Jesus was The Book for making disciples. Those twelve chosen men just had to watch and listen over the course of their three years with the Master.

Does it still work like that today? After all, he told us to go and make disciples, right?

In over thirty-five years in ministry, in over six different countries, I can honestly say that my own efforts at obeying this great commission have taken many forms. From one-on-one relationship and study to small groups; from using only the Bible to using a systematic study guide; from discipling literate to non-literate believers, I’ve tried it all, and God has blessed. There is nothing like watching a new believer grow in their faith in Christ.

Though Jesus may no longer be “in the flesh” himself, he’s certainly able to reveal himself in the flesh through me. The words he spoke to his disciples, I can now speak by repeating those they recorded for our benefit. I can use his Word as my guide, with the Holy Spirit interpreting directly to me and the other disciples present.

On top of all that, he’s used more modern, gifted writers to help us in our task. My late husband and I used several trusted writers’ works over the years, many translated into the Arabic we needed:

  • Ralph Neighbour, The Survival Kit for New Christians.
  • Avery Willis, MasterLife
  • Henry Blackaby, Experiencing God

When we struggled to find something written specifically for the new believers coming from a Muslim background, I wrote my own resource, Created for Relationship.

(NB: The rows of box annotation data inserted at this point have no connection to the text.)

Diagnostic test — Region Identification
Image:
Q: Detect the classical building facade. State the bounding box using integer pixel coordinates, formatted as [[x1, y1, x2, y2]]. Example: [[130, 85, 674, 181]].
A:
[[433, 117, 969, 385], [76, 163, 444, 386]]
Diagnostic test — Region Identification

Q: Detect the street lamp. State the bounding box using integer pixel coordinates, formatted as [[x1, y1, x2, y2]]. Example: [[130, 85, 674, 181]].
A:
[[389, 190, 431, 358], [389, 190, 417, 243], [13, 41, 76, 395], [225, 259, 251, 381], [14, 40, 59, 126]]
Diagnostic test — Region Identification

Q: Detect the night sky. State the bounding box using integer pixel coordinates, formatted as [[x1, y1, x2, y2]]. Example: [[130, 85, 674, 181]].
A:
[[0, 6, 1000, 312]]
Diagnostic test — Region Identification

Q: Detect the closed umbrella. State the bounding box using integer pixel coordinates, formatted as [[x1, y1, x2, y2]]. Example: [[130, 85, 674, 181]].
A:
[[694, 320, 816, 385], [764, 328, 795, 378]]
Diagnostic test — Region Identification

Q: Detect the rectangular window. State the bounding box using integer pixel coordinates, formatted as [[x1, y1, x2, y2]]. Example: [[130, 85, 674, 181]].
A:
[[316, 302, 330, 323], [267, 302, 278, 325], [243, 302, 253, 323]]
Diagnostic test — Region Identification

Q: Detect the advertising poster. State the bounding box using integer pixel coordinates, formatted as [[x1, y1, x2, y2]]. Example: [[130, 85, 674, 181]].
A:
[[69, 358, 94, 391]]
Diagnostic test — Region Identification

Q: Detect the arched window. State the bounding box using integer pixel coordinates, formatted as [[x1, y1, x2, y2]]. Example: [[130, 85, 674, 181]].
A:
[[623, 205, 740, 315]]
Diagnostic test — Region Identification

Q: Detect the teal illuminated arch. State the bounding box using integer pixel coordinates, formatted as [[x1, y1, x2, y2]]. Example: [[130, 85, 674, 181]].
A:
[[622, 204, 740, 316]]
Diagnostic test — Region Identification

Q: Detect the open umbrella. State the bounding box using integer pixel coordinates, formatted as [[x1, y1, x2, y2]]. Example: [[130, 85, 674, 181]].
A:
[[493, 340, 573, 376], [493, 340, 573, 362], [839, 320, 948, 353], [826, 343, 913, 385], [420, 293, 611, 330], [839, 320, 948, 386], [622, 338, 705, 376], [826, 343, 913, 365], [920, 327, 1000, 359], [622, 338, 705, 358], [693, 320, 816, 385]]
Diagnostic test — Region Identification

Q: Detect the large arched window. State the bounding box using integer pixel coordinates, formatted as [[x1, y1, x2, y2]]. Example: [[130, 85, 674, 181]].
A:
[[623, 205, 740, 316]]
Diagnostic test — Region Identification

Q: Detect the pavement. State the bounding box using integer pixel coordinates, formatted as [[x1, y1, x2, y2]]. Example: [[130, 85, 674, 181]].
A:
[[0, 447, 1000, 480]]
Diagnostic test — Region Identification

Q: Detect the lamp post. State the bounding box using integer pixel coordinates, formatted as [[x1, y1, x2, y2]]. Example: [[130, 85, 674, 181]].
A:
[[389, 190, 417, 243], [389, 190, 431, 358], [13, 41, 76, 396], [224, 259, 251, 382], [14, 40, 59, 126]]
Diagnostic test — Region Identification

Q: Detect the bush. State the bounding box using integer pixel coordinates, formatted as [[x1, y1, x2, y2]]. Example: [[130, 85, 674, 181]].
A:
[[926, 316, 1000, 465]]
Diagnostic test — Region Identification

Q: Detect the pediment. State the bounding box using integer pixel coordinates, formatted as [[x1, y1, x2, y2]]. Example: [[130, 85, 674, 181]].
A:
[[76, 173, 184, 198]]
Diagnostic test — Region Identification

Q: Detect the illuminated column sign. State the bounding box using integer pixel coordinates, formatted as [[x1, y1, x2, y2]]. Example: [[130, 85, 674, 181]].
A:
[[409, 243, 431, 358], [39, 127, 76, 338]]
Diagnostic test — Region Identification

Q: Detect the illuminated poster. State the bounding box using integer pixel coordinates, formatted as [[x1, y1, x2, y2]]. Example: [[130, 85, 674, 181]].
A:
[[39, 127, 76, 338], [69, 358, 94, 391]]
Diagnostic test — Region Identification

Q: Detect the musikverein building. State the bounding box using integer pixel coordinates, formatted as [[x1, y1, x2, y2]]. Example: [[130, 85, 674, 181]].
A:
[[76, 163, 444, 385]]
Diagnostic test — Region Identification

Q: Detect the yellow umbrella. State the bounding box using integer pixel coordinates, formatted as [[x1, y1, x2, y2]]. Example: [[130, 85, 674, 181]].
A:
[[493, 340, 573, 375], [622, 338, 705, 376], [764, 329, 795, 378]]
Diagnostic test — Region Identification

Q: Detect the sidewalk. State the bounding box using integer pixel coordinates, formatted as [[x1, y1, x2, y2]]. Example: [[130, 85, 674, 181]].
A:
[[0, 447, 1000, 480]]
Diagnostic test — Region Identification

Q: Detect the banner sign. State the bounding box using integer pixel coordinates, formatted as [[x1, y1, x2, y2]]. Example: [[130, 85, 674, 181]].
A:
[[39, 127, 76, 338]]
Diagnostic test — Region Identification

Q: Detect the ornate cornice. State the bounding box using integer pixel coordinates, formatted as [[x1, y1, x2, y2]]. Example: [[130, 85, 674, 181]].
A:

Whether you choose to simply work with the Bible or get help from a systematic study, discipleship is about laying the groundwork for a person to continue in growth. Helping them to learn the basics of how to study the Bible, pray, become part of a church fellowship, and witness are all aspects to be included in the early days.

One crucial part of every relationship is to make the new believer aware that Satan will be on the attack. If there is anything the devil doesn’t like, it’s for a person to put their life into the hands of Christ; so, it’s our job to help them realize there will be struggles. The sooner we work with them to get their foundation firmly set in the habits of Bible study, prayer, and fellowship, the stronger they’ll be against the inevitable darts of the evil one.

In the end, discipleship is not about a system, but about a relationship—first, their relationship with Christ, then your relationship with them as a fellow believer and mentor, and ultimately their continued relationship with other believers, the church. The discipleship relationship you have with them will be the one they too will model with others.

Jesus said his disciples would do “even greater things” than he was doing; so too, will those you disciple to his glory.